The acquisition of Brussels Airlines and of assets of defunct Air Berlin, together with the integration of Lufthansa’s other German low-cost airline, Germanwings, provided Eurowings with a high compound annual growth rate of 19 percent in terms of availabale seat kilometer (ASK) between 2015 and 2018. That, however, came at the expense of increased complexity and resulted in a heterogeneous fleet, multiple air operator certificates (AOCs), and high integration costs, conceded Eurowings CEO Thorsten Dirks. Long-haul operations proved a “distraction.”

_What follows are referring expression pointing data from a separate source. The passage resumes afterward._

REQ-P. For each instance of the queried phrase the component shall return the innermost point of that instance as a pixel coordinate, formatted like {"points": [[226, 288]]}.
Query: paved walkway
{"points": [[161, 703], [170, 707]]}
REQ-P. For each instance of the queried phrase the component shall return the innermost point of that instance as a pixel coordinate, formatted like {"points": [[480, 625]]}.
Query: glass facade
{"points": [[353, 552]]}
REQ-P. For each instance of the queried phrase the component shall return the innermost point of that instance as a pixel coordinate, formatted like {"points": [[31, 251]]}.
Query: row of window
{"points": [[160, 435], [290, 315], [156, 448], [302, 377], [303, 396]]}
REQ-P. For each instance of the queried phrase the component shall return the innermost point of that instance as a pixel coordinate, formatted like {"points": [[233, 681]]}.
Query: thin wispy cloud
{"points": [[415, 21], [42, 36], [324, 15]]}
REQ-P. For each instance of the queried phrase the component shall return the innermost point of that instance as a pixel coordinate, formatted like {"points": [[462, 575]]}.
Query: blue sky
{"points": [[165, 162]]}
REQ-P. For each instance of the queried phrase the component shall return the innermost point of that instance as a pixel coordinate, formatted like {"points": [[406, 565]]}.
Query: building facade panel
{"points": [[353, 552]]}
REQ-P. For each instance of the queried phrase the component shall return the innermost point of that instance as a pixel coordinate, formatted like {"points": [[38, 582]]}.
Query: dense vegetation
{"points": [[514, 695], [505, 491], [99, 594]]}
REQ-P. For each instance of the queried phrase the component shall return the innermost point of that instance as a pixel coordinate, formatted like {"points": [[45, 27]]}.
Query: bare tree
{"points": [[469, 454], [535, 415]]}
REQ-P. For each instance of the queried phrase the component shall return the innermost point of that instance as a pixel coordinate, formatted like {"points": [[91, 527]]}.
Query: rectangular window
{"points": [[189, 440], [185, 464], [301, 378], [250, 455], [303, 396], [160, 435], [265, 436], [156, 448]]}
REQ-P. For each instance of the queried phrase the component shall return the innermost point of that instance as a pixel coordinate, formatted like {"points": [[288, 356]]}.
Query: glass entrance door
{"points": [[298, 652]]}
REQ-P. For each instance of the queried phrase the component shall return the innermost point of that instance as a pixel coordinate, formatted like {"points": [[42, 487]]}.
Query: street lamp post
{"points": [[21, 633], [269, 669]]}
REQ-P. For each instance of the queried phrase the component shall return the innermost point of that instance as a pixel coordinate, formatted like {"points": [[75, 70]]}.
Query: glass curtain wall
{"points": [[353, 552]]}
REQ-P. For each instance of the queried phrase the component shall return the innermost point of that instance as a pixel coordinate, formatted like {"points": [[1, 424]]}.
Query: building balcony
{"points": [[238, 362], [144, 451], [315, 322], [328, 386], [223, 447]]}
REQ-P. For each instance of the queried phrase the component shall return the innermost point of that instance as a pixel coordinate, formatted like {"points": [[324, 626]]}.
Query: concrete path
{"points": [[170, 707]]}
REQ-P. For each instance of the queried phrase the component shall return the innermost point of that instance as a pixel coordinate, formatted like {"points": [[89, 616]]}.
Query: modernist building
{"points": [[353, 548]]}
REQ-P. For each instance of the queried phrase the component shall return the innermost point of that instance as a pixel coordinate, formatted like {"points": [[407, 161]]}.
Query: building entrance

The complexity will make way for a new focus on simplicity, he stressed. The number of AOCs in Germany will further reduce to one, down from four in 2018 and two currently; the commercial responsibility of Eurowings’ long-haul flights will transfer to the Lufthansa group’s network airlines; Eurowings will concentrate solely on short-haul services.


The fleet will be modernized and harmonized. The turnaround plan eyes a 10- to 15 percent increase of the productivity of asset aircraft by 2022 and a reduction of the short-haul fleet size (139 aircraft now) of 10- to 20 percent. At the same time, gauge size will increase by 15- to 20 percent to lower unit cost. All 15 wet-leased De Havilland Canada Dash 8-400s will terminate from 2021. The nine oldest A320 aircraft—today, the oldest aircraft has flown for 28 years—will phase out by the end of this year and from 2021 Eurowings will get new A320neos from the Lufthansa Group order book; the first four will arrive in 2021 and 16 examples in 2022.


Lufthansa also targets markedly higher crew productivity at its Eurowings subsidiary, including an increase of days of duty and daily flight hours for pilots. The turnaround plan envisions an increase in block hours per pilot from an average of 530 in 2018 to 750 in 2022. Pilots with Lufthansa contracts will transfer to Lufthansa.


The different measures should result in unit costs reduction of 15 percent, from an estimated 6.10 euro cents per ASK in 2019 to 5.20 euro cents in 2022.